Quelques années plus tôt, dans son laboratoire de l’éminent Massachussets Institute of Technology, le scientifique avait découvert qu’une infime variation dans les paramètres de départ pouvait provoquer des changements radicaux dans le comportement d’un système. La théorie du chaos était née. « En science, chaos ne signifie pas désordre ou confusion, mais se rattache plutôt à une notion d’imprévisibilité à long terme, précise l’astrophysicien Trinh Xuan Thuan. Dans certaines situations, les résultats dépendent de manière extrêmement sensible des conditions initiales. Que celles-ci changent un tant soit peu, et les résultats divergent exponentiellement. »

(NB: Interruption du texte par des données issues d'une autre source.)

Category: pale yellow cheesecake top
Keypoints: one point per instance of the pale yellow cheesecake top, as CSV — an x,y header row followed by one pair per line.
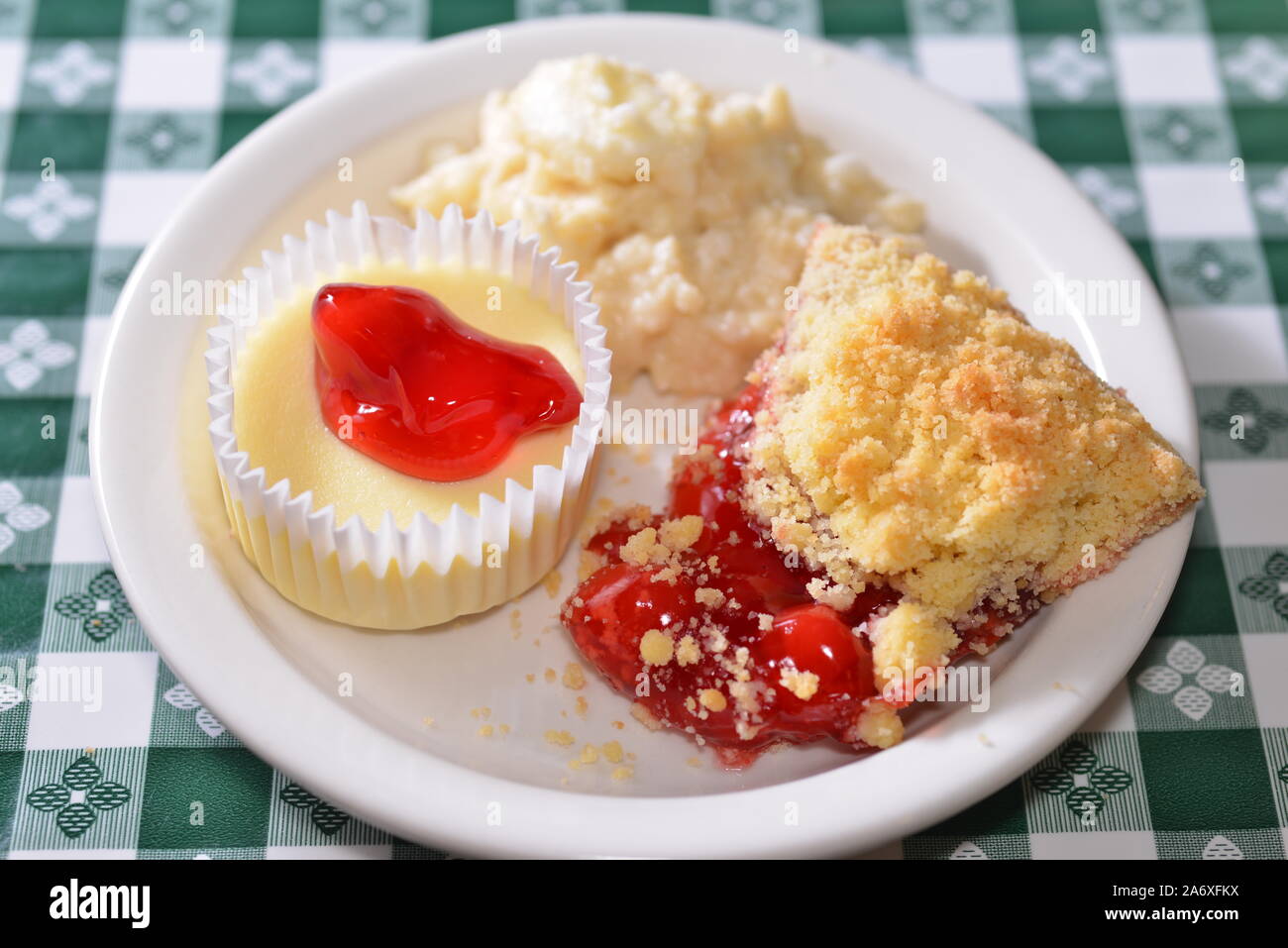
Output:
x,y
278,420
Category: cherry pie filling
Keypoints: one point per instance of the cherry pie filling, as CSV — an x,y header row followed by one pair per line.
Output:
x,y
408,382
722,639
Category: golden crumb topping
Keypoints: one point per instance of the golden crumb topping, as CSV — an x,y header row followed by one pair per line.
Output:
x,y
918,429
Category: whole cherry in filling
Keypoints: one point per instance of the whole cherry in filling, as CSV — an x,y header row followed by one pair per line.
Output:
x,y
711,629
408,382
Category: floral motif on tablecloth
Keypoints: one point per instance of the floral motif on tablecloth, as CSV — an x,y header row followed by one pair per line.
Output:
x,y
78,797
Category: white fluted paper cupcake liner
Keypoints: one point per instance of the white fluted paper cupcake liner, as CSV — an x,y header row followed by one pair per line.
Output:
x,y
433,570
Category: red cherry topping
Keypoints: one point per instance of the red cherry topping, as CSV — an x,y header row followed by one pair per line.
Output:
x,y
408,382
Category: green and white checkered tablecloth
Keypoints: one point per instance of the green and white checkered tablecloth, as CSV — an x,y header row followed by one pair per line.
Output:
x,y
1177,99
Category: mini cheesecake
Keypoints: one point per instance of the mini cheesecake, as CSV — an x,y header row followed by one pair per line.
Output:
x,y
912,472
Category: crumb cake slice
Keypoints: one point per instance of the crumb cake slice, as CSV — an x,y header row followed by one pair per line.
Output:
x,y
911,473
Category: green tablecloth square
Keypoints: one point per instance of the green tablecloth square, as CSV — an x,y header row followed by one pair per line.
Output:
x,y
1225,844
150,18
1068,17
11,773
454,18
996,846
71,75
231,785
880,17
108,270
180,720
1267,192
300,818
29,510
236,124
1091,136
1276,756
1261,133
1253,67
77,442
1116,192
1275,253
1243,421
960,17
368,20
1057,71
269,73
78,18
1212,272
1090,784
411,850
24,425
13,737
1192,685
162,141
55,211
277,18
1154,16
46,281
1201,603
77,140
227,853
80,798
22,603
1258,579
1207,780
1003,813
1247,16
1181,134
86,610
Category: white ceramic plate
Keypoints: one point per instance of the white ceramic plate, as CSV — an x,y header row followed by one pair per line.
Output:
x,y
270,672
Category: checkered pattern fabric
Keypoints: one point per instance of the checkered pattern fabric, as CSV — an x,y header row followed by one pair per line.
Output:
x,y
1171,115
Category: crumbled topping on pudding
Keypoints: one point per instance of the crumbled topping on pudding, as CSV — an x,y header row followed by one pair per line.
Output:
x,y
688,210
918,429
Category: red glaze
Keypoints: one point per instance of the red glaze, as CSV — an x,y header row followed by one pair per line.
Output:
x,y
406,381
616,605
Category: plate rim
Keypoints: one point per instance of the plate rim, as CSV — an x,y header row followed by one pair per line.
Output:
x,y
635,819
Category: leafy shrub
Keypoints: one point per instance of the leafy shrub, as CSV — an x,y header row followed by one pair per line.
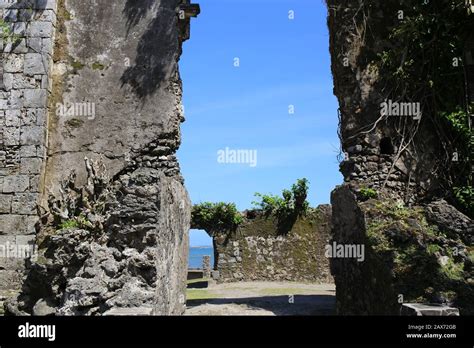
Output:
x,y
293,203
425,63
368,193
465,197
212,216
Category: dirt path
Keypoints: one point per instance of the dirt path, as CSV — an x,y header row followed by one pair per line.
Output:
x,y
262,298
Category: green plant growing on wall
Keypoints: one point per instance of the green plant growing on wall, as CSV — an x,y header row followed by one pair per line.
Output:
x,y
368,193
215,216
293,202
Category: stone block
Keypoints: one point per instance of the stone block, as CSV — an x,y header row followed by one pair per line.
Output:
x,y
32,135
12,118
15,100
11,136
24,203
419,309
134,311
40,29
13,63
19,28
28,151
35,43
35,98
5,203
17,224
15,184
7,81
31,165
20,81
35,64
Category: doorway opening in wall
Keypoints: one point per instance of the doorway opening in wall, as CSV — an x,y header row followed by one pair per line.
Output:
x,y
200,247
261,118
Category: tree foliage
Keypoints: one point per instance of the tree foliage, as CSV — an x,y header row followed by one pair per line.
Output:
x,y
425,63
292,203
215,216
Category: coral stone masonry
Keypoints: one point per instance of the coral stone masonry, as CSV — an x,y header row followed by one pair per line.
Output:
x,y
25,84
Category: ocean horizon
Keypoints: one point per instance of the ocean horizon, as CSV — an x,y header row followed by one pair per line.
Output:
x,y
196,254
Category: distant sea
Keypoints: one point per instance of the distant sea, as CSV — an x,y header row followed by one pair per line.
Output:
x,y
196,254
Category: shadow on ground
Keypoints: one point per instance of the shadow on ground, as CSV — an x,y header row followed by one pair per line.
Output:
x,y
276,305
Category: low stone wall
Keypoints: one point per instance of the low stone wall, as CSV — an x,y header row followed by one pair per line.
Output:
x,y
257,250
419,254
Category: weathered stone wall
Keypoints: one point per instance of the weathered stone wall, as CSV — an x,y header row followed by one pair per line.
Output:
x,y
258,250
418,248
25,85
116,100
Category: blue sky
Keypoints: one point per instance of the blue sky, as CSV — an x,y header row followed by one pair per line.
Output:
x,y
283,62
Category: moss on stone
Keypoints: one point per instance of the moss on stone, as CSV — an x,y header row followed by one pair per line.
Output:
x,y
74,123
98,66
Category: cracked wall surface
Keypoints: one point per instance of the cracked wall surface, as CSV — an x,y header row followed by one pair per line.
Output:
x,y
25,85
418,246
115,100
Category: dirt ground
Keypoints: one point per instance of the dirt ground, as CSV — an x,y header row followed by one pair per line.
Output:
x,y
260,298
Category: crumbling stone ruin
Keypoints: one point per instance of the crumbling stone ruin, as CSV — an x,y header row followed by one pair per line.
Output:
x,y
90,114
400,162
96,80
258,250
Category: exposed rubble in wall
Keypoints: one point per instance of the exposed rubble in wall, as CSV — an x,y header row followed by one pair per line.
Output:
x,y
257,250
114,236
418,247
28,29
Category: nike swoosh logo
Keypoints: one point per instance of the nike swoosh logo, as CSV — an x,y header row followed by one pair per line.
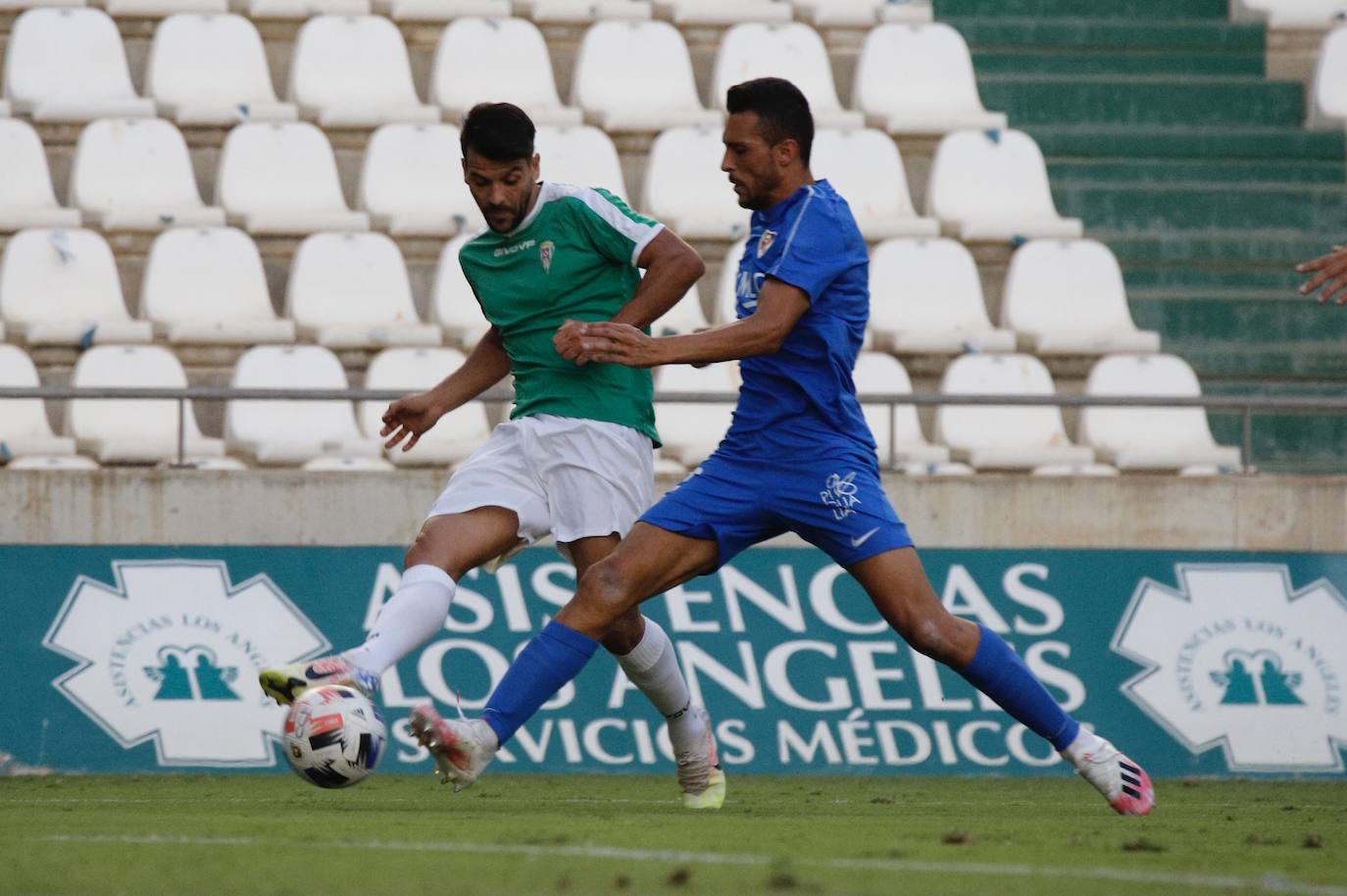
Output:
x,y
861,539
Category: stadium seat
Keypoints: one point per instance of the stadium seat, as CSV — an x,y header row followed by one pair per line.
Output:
x,y
1328,96
583,11
897,437
413,180
1151,438
1001,437
720,13
864,166
686,189
993,186
1066,297
355,72
61,287
305,8
637,75
690,430
68,65
161,8
350,290
292,430
212,71
24,422
468,69
453,305
918,78
454,437
133,430
580,155
25,194
442,10
281,178
135,174
205,286
925,298
792,51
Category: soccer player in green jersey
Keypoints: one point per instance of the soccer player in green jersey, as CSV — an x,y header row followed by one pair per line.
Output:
x,y
575,458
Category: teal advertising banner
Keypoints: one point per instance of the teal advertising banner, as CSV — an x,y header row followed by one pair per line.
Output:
x,y
139,659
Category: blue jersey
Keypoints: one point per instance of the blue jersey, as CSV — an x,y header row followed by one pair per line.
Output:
x,y
800,402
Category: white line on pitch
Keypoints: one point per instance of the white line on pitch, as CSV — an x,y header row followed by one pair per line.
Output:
x,y
1271,882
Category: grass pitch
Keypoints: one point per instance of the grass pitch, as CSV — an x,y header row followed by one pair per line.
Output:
x,y
625,834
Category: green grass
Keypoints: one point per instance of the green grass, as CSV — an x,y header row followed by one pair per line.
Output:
x,y
619,834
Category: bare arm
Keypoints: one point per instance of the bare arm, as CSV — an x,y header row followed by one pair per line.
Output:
x,y
780,306
671,269
409,418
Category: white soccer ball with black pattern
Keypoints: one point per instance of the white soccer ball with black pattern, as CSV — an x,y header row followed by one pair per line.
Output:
x,y
334,736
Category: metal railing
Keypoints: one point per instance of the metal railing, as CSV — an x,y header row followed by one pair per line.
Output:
x,y
1245,406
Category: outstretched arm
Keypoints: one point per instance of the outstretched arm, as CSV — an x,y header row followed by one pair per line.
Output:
x,y
780,305
409,418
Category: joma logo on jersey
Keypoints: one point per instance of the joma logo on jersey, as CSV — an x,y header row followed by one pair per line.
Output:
x,y
512,249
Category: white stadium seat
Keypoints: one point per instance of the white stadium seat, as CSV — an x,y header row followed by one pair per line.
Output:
x,y
205,286
1328,94
281,178
413,180
686,189
212,71
24,422
864,166
468,69
454,437
442,10
133,430
925,298
292,430
1001,437
305,8
61,287
720,13
793,51
355,72
453,305
68,65
350,290
637,75
918,78
897,437
583,11
135,174
690,430
1151,438
1067,297
25,194
580,155
994,186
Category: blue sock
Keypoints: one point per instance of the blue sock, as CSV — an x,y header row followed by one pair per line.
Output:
x,y
998,672
542,669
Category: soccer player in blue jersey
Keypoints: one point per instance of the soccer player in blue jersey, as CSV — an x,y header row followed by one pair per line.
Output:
x,y
798,457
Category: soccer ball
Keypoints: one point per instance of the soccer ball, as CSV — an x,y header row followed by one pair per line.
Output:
x,y
334,736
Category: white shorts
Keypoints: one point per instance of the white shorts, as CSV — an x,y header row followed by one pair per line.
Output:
x,y
562,475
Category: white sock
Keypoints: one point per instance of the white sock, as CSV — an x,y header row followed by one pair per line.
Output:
x,y
654,669
414,615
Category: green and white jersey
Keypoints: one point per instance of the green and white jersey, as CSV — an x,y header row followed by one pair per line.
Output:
x,y
573,258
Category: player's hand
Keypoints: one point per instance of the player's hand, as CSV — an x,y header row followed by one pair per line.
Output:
x,y
1331,270
409,418
605,342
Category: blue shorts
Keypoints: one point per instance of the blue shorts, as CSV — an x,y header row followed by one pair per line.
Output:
x,y
836,506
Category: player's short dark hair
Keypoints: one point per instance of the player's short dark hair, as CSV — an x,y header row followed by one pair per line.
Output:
x,y
782,111
497,131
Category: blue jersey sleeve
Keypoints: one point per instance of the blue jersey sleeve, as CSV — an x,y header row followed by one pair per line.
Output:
x,y
815,252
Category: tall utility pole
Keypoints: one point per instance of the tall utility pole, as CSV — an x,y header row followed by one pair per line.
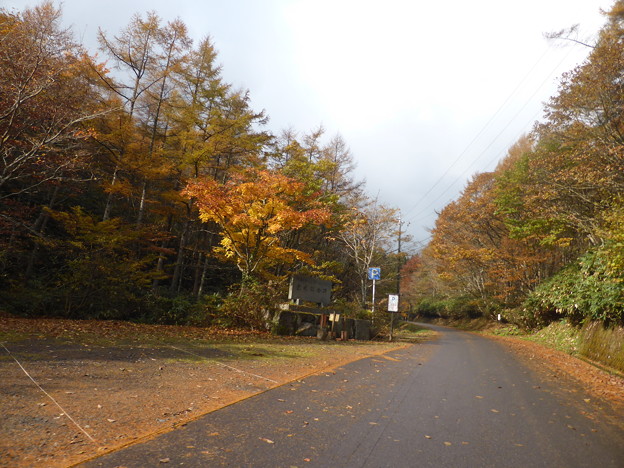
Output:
x,y
398,278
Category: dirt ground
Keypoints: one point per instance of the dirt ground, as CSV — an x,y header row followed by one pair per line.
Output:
x,y
71,390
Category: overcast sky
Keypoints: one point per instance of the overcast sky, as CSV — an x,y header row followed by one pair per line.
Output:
x,y
425,93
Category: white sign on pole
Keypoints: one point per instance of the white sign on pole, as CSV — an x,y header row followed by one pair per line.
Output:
x,y
393,303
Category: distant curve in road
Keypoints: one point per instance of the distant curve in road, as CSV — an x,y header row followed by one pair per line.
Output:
x,y
461,400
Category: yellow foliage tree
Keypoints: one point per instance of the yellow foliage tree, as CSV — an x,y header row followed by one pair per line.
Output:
x,y
254,210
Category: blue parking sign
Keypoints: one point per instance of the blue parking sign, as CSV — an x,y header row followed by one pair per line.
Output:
x,y
374,273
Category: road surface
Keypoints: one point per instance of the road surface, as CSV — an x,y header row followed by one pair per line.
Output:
x,y
461,400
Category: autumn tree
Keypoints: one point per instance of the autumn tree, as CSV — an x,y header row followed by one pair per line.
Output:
x,y
46,96
252,210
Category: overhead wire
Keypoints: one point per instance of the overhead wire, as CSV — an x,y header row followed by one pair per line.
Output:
x,y
416,218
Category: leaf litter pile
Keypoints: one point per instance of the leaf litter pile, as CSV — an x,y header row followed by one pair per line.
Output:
x,y
71,390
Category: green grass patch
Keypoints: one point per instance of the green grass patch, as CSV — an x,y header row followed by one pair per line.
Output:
x,y
412,333
559,335
603,345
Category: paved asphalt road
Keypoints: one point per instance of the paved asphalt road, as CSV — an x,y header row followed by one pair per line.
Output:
x,y
459,401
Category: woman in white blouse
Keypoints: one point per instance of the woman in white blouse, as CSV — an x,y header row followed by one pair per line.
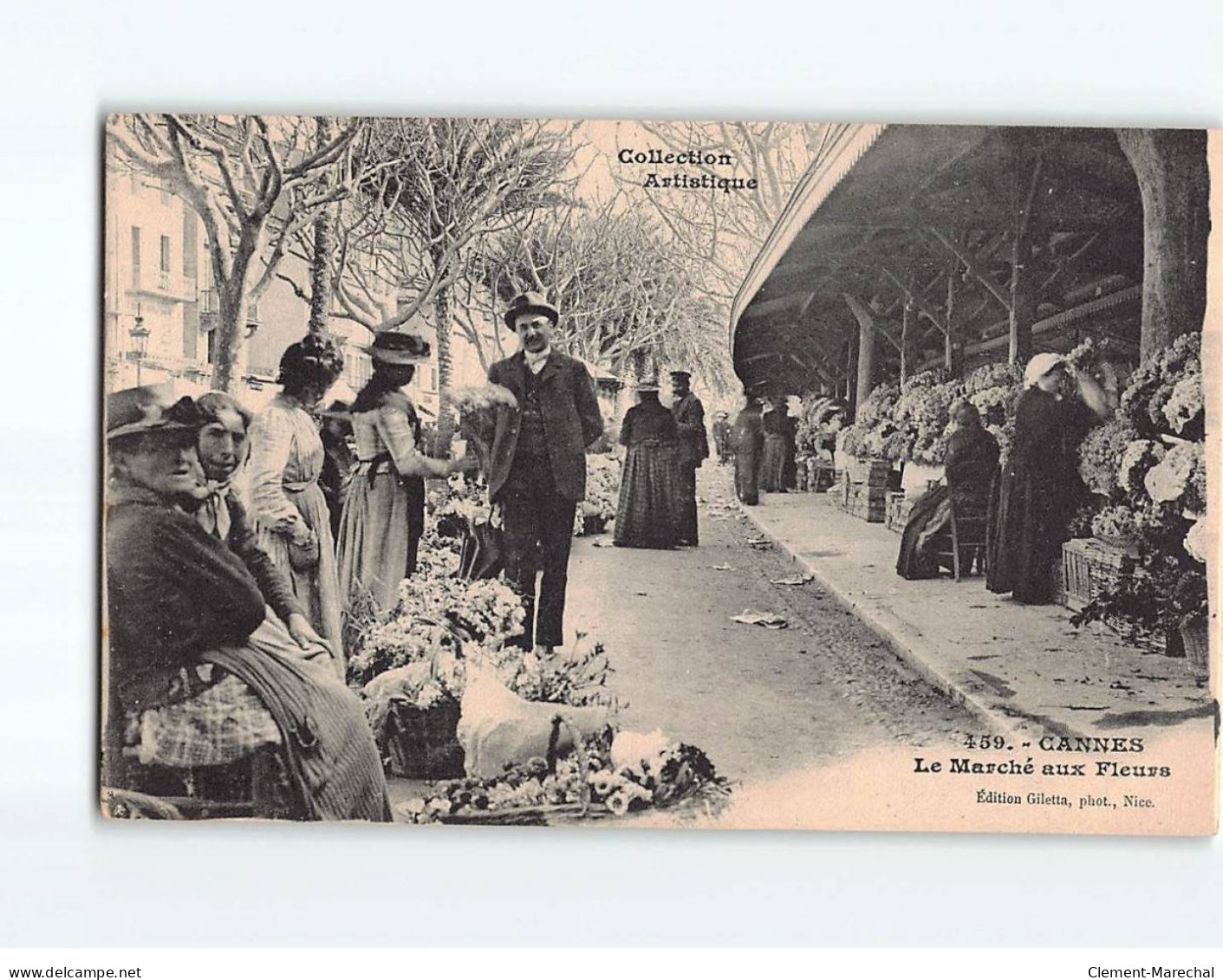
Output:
x,y
289,507
384,512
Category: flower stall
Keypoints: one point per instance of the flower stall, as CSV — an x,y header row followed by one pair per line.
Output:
x,y
415,665
820,419
1148,470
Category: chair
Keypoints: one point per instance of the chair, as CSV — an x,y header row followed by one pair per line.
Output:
x,y
967,536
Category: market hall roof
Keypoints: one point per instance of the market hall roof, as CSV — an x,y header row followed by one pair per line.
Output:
x,y
925,217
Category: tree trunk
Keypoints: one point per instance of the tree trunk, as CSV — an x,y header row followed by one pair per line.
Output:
x,y
1173,181
446,420
230,328
953,348
865,348
324,244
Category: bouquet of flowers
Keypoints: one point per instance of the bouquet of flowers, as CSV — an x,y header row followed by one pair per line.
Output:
x,y
1136,461
477,407
874,425
612,774
924,414
1100,452
1179,479
1151,399
465,503
602,490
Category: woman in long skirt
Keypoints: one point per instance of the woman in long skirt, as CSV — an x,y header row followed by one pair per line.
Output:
x,y
288,503
384,511
648,490
773,464
1040,486
747,438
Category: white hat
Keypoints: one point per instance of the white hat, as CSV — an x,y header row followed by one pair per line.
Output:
x,y
1040,366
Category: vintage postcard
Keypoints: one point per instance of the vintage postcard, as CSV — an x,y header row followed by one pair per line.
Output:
x,y
636,474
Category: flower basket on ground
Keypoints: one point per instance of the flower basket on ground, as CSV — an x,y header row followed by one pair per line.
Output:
x,y
607,775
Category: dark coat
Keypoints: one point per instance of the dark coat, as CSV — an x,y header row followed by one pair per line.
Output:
x,y
690,419
571,419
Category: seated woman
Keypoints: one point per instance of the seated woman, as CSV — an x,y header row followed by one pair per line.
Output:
x,y
191,666
972,464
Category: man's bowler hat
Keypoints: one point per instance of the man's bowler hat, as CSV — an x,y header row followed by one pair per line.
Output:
x,y
530,302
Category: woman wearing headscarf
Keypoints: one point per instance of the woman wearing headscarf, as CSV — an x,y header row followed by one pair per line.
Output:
x,y
972,464
223,446
384,513
1040,488
286,459
649,501
747,438
193,677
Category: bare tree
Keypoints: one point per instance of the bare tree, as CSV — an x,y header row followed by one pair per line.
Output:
x,y
431,188
624,304
255,182
716,235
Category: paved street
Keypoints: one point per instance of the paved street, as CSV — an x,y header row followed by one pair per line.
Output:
x,y
761,702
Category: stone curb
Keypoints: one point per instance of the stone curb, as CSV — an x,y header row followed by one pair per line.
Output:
x,y
905,642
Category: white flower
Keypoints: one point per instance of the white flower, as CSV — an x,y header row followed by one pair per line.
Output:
x,y
1198,542
630,750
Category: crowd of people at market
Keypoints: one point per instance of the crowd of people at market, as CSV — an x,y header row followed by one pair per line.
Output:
x,y
237,544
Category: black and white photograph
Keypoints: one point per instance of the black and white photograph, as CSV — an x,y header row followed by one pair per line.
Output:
x,y
488,471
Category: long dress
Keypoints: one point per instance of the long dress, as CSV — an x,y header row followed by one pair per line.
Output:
x,y
384,513
179,600
1040,491
773,466
286,458
649,501
972,464
747,438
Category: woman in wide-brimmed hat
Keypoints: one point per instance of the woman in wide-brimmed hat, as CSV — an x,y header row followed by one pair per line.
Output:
x,y
1040,486
286,459
384,512
649,496
198,677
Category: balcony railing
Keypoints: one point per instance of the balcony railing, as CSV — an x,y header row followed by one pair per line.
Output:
x,y
166,285
211,308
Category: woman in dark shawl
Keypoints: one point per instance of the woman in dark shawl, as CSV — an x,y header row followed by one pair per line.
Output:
x,y
1040,486
648,490
747,438
972,464
197,676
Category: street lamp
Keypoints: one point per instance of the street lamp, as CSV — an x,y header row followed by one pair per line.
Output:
x,y
140,335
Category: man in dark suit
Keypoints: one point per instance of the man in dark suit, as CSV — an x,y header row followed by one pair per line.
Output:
x,y
537,467
693,449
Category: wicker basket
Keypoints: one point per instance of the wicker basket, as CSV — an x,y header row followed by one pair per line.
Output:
x,y
1089,566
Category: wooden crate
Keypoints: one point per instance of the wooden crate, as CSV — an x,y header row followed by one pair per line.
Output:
x,y
899,505
869,472
1089,566
868,503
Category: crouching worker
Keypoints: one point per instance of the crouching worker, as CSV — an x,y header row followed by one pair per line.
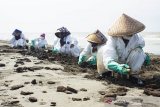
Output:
x,y
18,40
123,53
39,43
89,53
64,43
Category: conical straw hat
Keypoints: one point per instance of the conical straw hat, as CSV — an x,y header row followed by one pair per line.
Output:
x,y
125,25
97,37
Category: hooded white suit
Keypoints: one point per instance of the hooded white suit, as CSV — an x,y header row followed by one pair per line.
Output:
x,y
40,42
132,54
20,42
74,51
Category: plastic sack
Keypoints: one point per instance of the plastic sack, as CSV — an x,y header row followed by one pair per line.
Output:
x,y
100,66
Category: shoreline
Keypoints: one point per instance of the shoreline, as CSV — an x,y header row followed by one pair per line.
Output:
x,y
53,71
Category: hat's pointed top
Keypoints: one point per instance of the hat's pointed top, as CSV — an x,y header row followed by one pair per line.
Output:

Imaginez donc un papillon voletant dans une forêt sud-américaine. Son passage déplace une feuille qui, en se posant sur une petite mare, en fait onduler la surface. De proche en proche, se déclenche une série de phénomènes, qui finissent par induire un changement atmosphérique majeur à des milliers de kilomètres. « Même si on couvrait la Terre de stations météorologiques contiguës, il existerait toujours des fluctuations trop infimes pour être détectées, explique Trinh Xuan Thuan. C’est pourquoi il est impossible de prévoir le temps qu’il fera dans plus d’une semaine. »
Révolution conceptuelle
L’effet papillon ne secoue pas que le domaine de la météo. Cette « révolution conceptuelle » remet en cause l’approche déterministe héritée de Newton. Non, le monde n’est pas une mécanique maîtrisable, mais un système subtil d’interconnexions et d’interactions, un vaste champ de possibilités où rien n’est figé, où les choses n’existent que par jeux inattendus de rencontres et de causes à effets. « Dans la vie quotidienne, la théorie du chaos limite notre capacité à prévoir et prédire les choses. Elle donne de la liberté à la nature et lui permet d’exercer sa créativité pour générer la beauté et la complexité du monde », commente Trinh Xuan Thuan.Pour le bouddhisme, ce n’est pas une nouveauté : depuis 2600 ans, l’impermanence et l’interdépendance sont au cœur de ses enseignements. « L’expérience du quotidien nous induit à croire que les choses ont une réalité objective autonome, observe Trinh Xuan Thuan, mais ce mode d’appréhension des phénomènes n’est qu’une construction de l’esprit. Le bouddhisme soutient que c’est uniquement en relation et en dépendance avec d’autres facteurs qu’un événement peut survenir. » Tout bouge, tout évolue, tout est en transformation potentielle au gré des circonstances…
Fascinant faisceau de connexions ! Les auteurs de films et romans à suspense ne se sont pas privés d’en exploiter le captivant ressort. Que serait devenu le monde si Adolf Hitler avait été reçu aux Beaux-Arts ? s’interroge Eric-Emmanuel Schmitt dans La part de l’autre. Un autre enchaînement de circonstances aurait-il pu empêcher l’assassinat de Kennedy ? explore Stephen King dans 22/11/63.